Thomas, 79, has scribbled down the jests and denials of every president since Kennedy, remaining with the wire service as it struggled for financial survival during the last 20 years.
It was purchased this week by News World Communications Inc., which is controlled by Moon’s Unification Church. News World Communications also owns the Washington Times, a D.C. newspaper with a staunchly conservative editorial page.
Some Washington insiders said frankly Tuesday that with Thomas’ departure, UPI loses its most valuable asset. “The White House will probably survive,” ABC News correspondent Sam Donaldson told Reuters, “but UPI cannot. Helen was and is UPI.”
Thomas, dean of the Washington press corps, by tradition kicked off news conferences with the first question.
Thomas’ long years in the White House have made her one of the most famous print journalists in the country. She has made cameo appearances in Hollywood portrayals of the White House, including “Dave.”
“This room will not be the same without Helen sitting in the UPI chair,” White House spokesman Joe Lockhart said Tuesday. “I know she’s been there for longer than I’ve been alive and knows more than I’ll ever know about this business, about this building, about this town.”
Although the Washington Times is well-known for its conservative approach, UPI reported that its parent company plans to operate the wire service “as an independent newsgathering operation, while upgrading its capacity with new technologies and distribution practices.”
UPI once had a client base of 5,000 newspapers, but the for-profit wire service struggled in the last couple of decades in competition with Associated Press, a nonprofit service operated as a cooperative.

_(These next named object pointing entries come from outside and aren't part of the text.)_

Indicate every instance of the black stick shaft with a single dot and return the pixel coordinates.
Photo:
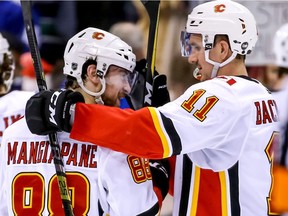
(153, 9)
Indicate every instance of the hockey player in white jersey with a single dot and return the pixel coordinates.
(221, 129)
(280, 92)
(12, 104)
(99, 66)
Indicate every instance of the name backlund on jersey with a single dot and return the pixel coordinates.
(81, 155)
(266, 112)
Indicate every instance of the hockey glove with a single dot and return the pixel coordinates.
(160, 176)
(48, 111)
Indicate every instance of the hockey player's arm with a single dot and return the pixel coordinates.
(119, 130)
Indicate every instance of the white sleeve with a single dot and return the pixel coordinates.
(122, 192)
(203, 125)
(3, 186)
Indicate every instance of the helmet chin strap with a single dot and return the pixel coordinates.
(97, 95)
(217, 65)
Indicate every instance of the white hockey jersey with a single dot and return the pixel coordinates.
(222, 131)
(12, 107)
(100, 182)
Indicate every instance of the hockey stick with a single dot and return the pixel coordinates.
(41, 82)
(153, 9)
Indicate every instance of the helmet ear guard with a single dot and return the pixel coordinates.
(280, 46)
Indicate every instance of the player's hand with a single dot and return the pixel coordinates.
(49, 111)
(160, 95)
(160, 175)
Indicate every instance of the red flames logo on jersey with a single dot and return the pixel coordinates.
(98, 35)
(219, 8)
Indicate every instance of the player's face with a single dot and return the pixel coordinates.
(197, 57)
(117, 86)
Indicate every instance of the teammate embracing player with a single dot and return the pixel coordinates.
(221, 129)
(12, 103)
(100, 68)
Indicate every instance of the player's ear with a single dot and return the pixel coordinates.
(224, 50)
(91, 73)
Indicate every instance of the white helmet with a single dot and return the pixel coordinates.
(103, 47)
(6, 64)
(281, 46)
(224, 17)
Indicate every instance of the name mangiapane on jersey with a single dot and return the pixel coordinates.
(40, 152)
(266, 112)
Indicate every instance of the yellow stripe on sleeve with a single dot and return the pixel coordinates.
(160, 132)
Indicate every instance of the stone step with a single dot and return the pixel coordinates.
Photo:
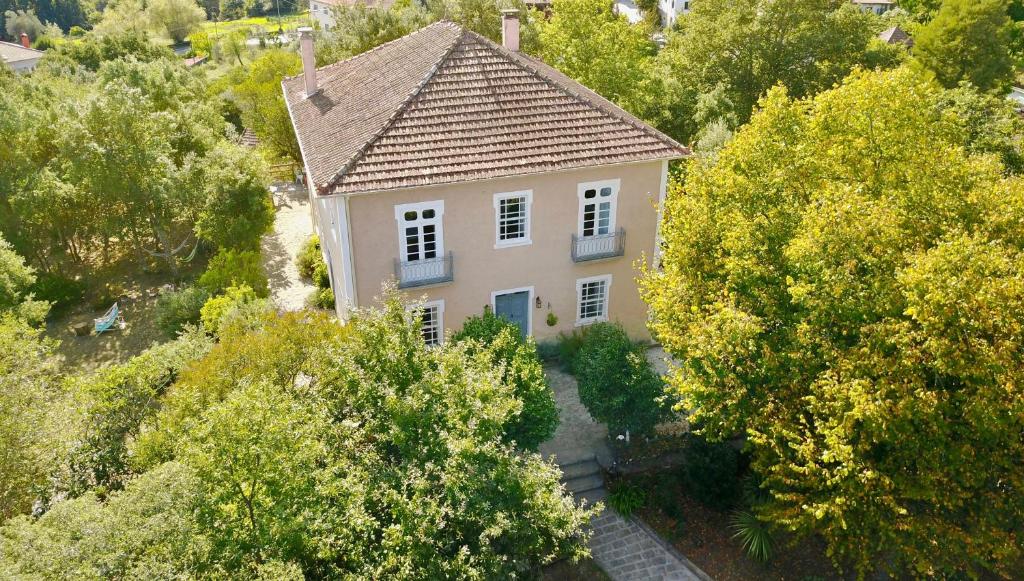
(585, 483)
(581, 468)
(591, 496)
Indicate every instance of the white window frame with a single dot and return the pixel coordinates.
(439, 305)
(499, 198)
(529, 304)
(582, 188)
(437, 220)
(606, 279)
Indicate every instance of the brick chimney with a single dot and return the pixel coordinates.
(510, 29)
(308, 60)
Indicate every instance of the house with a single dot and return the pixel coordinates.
(877, 6)
(671, 9)
(476, 176)
(20, 57)
(323, 10)
(897, 35)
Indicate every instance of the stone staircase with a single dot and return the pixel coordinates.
(585, 479)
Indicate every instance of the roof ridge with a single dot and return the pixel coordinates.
(526, 61)
(357, 154)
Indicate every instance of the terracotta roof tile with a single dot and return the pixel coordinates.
(444, 105)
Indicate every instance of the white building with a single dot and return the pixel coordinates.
(19, 57)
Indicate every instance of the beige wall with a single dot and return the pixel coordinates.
(546, 264)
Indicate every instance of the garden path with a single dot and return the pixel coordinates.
(292, 225)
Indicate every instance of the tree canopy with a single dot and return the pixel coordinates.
(842, 285)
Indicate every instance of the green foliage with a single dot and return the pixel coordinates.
(865, 366)
(262, 102)
(175, 309)
(588, 41)
(727, 53)
(711, 471)
(520, 365)
(968, 40)
(754, 534)
(233, 267)
(617, 385)
(627, 498)
(218, 307)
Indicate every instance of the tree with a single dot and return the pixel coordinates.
(588, 41)
(262, 102)
(968, 40)
(727, 53)
(875, 371)
(177, 17)
(520, 365)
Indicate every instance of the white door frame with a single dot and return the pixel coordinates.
(529, 304)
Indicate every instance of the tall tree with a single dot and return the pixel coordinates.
(968, 40)
(842, 285)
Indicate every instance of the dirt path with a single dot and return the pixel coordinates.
(292, 226)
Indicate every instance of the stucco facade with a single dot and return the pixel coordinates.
(360, 237)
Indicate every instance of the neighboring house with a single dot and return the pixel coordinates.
(877, 6)
(897, 35)
(20, 57)
(476, 176)
(671, 9)
(323, 10)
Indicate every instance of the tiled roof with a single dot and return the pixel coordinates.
(11, 52)
(444, 105)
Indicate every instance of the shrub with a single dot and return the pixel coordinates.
(216, 308)
(235, 267)
(521, 370)
(62, 293)
(617, 384)
(180, 307)
(626, 498)
(710, 471)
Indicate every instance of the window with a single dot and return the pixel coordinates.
(432, 319)
(597, 207)
(420, 233)
(592, 296)
(512, 218)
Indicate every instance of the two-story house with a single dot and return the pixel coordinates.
(475, 175)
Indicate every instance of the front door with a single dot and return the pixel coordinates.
(515, 307)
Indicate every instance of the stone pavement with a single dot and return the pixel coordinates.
(628, 550)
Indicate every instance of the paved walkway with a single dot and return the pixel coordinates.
(292, 225)
(628, 550)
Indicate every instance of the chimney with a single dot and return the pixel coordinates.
(510, 29)
(308, 61)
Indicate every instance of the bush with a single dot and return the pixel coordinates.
(711, 471)
(216, 308)
(235, 267)
(626, 498)
(309, 256)
(521, 370)
(180, 307)
(62, 293)
(617, 384)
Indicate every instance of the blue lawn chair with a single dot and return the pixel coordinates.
(107, 321)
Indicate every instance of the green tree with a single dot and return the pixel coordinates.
(588, 41)
(177, 18)
(262, 102)
(727, 53)
(968, 40)
(521, 369)
(875, 371)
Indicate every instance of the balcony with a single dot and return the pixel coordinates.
(597, 247)
(422, 273)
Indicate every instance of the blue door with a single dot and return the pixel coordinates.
(515, 307)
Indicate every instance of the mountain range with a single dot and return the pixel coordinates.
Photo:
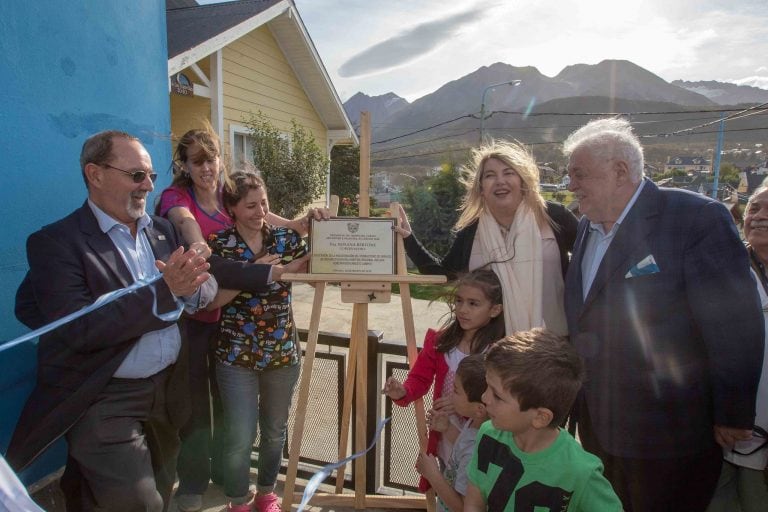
(534, 111)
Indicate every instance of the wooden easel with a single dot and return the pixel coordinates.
(360, 290)
(357, 289)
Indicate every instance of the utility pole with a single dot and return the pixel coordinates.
(716, 164)
(513, 83)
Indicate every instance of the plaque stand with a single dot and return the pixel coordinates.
(360, 290)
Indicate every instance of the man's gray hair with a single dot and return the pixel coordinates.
(759, 190)
(97, 149)
(609, 138)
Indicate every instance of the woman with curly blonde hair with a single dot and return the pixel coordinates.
(507, 225)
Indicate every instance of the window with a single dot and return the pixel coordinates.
(242, 143)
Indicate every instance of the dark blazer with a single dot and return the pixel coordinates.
(671, 353)
(456, 260)
(71, 263)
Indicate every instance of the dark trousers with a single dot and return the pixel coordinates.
(680, 484)
(201, 446)
(122, 452)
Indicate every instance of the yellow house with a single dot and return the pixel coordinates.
(227, 61)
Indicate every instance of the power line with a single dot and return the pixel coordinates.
(423, 129)
(543, 143)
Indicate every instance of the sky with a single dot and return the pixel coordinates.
(412, 47)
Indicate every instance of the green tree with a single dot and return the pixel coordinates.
(294, 169)
(345, 178)
(433, 208)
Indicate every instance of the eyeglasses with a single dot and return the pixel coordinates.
(137, 175)
(759, 433)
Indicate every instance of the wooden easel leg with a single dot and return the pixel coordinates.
(360, 338)
(303, 398)
(346, 411)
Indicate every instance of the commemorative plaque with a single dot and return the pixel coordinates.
(353, 245)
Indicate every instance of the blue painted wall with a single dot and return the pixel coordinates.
(68, 69)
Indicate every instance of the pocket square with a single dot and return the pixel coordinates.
(644, 267)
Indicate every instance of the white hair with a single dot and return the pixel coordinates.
(759, 190)
(609, 138)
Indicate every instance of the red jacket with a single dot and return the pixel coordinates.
(430, 367)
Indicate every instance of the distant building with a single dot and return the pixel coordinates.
(689, 164)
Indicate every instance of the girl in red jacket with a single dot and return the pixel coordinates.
(475, 322)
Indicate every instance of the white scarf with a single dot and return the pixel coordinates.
(517, 260)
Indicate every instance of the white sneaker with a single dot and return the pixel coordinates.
(189, 502)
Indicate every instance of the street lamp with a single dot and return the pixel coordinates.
(513, 83)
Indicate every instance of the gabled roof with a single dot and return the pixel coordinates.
(190, 27)
(196, 32)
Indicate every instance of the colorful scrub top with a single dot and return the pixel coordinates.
(256, 330)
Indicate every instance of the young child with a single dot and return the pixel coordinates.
(475, 322)
(468, 389)
(522, 459)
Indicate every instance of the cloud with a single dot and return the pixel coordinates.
(409, 44)
(754, 81)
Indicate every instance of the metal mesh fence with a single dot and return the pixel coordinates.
(395, 453)
(401, 443)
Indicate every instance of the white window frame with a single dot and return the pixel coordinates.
(240, 130)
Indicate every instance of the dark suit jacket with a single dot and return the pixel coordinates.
(670, 354)
(457, 258)
(71, 263)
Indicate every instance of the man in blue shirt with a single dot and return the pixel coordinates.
(112, 381)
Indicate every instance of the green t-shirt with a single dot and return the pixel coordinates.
(559, 478)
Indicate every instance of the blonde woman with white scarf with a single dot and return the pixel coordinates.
(507, 225)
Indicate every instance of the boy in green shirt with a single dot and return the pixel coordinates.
(523, 461)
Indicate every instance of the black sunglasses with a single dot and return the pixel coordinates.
(759, 433)
(137, 176)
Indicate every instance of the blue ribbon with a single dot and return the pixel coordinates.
(171, 316)
(324, 473)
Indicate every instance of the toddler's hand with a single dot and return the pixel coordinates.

In one of the biggest scoops in its history, UPI was the first to report the assassination of President Kennedy. However, the quality of its journalism grew suspect in later years. One turning point in the wire service’s history came when it was forced to retract a story that 2,000 people died in the Chernobyl nuclear disaster in the Soviet Union. In the wake of the retraction, the New York Times canceled its subscription to UPI.